Bethania’s also has a license to sell tobacco products. AG Coakley has advocated for the revocation of tobacco and lottery licenses when a business and/or owner is convicted of EBT fraud.

The investigation is ongoing. 

These charges are allegations, and the defendant is presumed innocent until proven guilty.

In September 2013, Pat Lu, owner of Lotto Luck in Quincy, pleaded guilty to charges in a similar scheme and was sentenced to two-and-a-half years in the House of Correction, with ten years of probation to serve upon completion of his sentence. He was also ordered to pay $285,000 in restitution.

In November 2013, Hassan Mounajed, the manager of a Waltham convenience store, pleaded guilty to charges in another similar scheme. He was sentenced to six months in the House of Correction, with 44 months of probation to serve upon his release and was ordered to pay $34,000 in restitution.

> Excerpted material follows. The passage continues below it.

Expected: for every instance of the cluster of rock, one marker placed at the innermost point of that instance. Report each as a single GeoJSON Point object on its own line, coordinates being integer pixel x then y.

Also, in April 2012, multiple individuals were charged in connection with selling their SNAP benefits at certain Massachusetts locations, knowingly accepting cash in lieu of groceries. Seventeen of those defendants have been sentenced to various terms in connection with those charges, including time in the House of Corrections, probation, and restitution.

In July 2013, the Department of Transitional Assistance (DTA) entered into a State Law Enforcement Bureau (SLEB) agreement with the USDA-FNS. The SLEB agreement enabled the Commonwealth to utilize state and local law enforcement agencies to investigate and pursue SNAP EBT fraud and abuse, including SNAP trafficking. Under the agreement, DTA has the authority to conduct investigations into possible SNAP fraud and Massachusetts law enforcement will be able to obtain EBT benefits from USDA-FNS for purposes of undercover investigations. To date, DTA has signed 106 sub-agreements with local law-enforcement across the Commonwealth, including the Attorney General’s Office and the Springfield Police Department.

The case is being prosecuted by Assistant Attorney General Michael Pine of AG Coakley’s Public Integrity Division with assistance from Financial Investigator Stephen Bethoney of the AG’s Financial Investigations Division. The investigation was handled by Massachusetts State Police assigned to the AG’s Office, with assistance from the AG’s Digital Evidence Lab and State Police assigned to the Hampden County District Attorney's Office. Investigators from the Department of Transitional Assistance (DTA) and the U.S. Department of Agriculture – Office of Inspector General assisted in the investigation.